I have not yet done any detailled study on the problem I’m facing, but it seems that if I try to run RDF on lxplus machines, my job is killed by the machine due to a too large memory comsuption.
For example, trying to run with ROOT.ROOT.EnableImplicitMT(10) with 11 input files, each of them containing 100k events (5GB in total) the job is killed after few minutes.

So before doing more detailed profiling, is there some recommendations to run over very large datasets? I’d like to process up to 100Million events, should we for example use more input files but with less event per file? Or nothing like this is supposed to take place and I mostly have a memory leak somewhere?


Hi @clementhelsens,
the size of your input files should not matter, RDataFrame (like all ROOT analysis interfaces) reads it in fairly small chunks and discards the analyzed chunks when done.

The procedure should typically require around 30 MB per thread, or similar. Then you have the per-thread results: many large TH3D could take some space, especially as you have 10 of each.

Alternatively, if you don’t specify axis ranges for output histograms: RDF stores all values and only computes the axis ranges and fills the histograms at the end. But consider that 100 million doubles “only” occupy less than 800 MB, and it looks like your problem size is more in the order of 1 million “things” than 100 million.

I suggest you check what’s going on with valgrind --tool=massif ./yourprogram (possibly using a debug build of ROOT – there are several available on lxplus as LCG releases – those with a dbg in the name). That tool should provide a log of who allocates how much and where.


EDIT: also what ROOT version are you using? In versions before 6.22 just-in-time compilation of large RDF computation graphs could also require large amounts of memory. In 6.22 the issue has been largely mitigated – but anyway typically you need fairly large graphs (hundreds of Filters, Defines and actions) for this effect to be visible.

Thanks @eguiraud, I’m using root-6.20.04 and I have the order of 30 .Define, so will check with an earlier version

30 Defines should not (must not :smile:) be a problem. Your best bet to figure out what’s causing the memory usage is valgrind --tool=massif.

@eguiraud, I did produce such valgrind output still with the root version that we have from key4hep software stack:
I have no experience interpreting such output, and looking at it I can not spot any thing that could point me to a problem. In case you have some time, I have copied the file here:
in the mean time I will try with newer root version also including dbg


Hi @clementhelsens,
one way to look at the contents of that output is ms_print /afs/cern.ch/user/h/helsens/public/4Root/massif.out.9273 | less -S.

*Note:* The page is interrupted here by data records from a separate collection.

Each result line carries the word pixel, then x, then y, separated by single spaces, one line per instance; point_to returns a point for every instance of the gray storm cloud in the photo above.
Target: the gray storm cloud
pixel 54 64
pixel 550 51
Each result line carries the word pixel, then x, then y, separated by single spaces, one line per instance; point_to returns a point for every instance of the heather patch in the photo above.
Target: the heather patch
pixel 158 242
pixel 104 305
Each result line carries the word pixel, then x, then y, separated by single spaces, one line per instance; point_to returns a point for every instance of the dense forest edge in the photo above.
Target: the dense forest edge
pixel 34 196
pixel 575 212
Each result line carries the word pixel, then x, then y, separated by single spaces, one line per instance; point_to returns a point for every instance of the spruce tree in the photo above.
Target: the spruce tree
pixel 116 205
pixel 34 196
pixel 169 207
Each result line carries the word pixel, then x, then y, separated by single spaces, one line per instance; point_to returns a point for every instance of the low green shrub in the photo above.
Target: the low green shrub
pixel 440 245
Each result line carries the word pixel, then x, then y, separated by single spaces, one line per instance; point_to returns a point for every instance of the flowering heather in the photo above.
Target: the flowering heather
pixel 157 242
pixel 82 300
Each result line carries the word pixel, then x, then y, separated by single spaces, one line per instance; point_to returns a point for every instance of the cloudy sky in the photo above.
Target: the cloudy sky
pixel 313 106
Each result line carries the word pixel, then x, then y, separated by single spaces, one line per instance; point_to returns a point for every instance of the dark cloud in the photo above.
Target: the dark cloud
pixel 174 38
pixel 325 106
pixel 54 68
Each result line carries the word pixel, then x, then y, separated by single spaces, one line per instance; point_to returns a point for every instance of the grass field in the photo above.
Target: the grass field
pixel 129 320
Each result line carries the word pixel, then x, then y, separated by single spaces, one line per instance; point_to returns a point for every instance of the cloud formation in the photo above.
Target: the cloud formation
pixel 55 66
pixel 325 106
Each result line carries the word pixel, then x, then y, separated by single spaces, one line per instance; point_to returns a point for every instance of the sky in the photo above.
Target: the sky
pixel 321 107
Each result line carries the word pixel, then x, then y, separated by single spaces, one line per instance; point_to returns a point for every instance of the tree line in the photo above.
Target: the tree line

The most interesting lines are:

->75.45% (3,123,305,768B) 0x1032C168: TBuffer::TBuffer(TBuffer::EMode, int) (TBuffer.cxx:85)
| ->75.45% (3,123,305,768B) 0xFA68DC8: TBufferIO::TBufferIO(TBuffer::EMode, int) (TBufferIO.cxx:51)
|   ->75.45% (3,123,305,768B) 0xFA645A8: TBufferFile::TBufferFile(TBuffer::EMode, int) (TBufferFile.cxx:89)

which show that 3 GB out of 4 are allocated by TBuffer (i.e. by ROOT I/O). That’s not expected, but we have seen problems before with weirdly written ATLAS ROOT files.

@pcanal could this be the case (massif output attached for your convenience)?

@clementhelsens could you share one of the input files with us (or with me privately)?


massif.out.9273.txt (151.6 KB)

Thanks @eguiraud, I have copied one of the input file in the same directory /afs/cern.ch/user/h/helsens/public/4Root
It is produced using EDM4Hep

You might need the libraries here:

let me know if any other detailed on the EDM4Hep is needed, I tag @tmadlener that could give more detailed, also about the underlying mecanism for IO, PODIO.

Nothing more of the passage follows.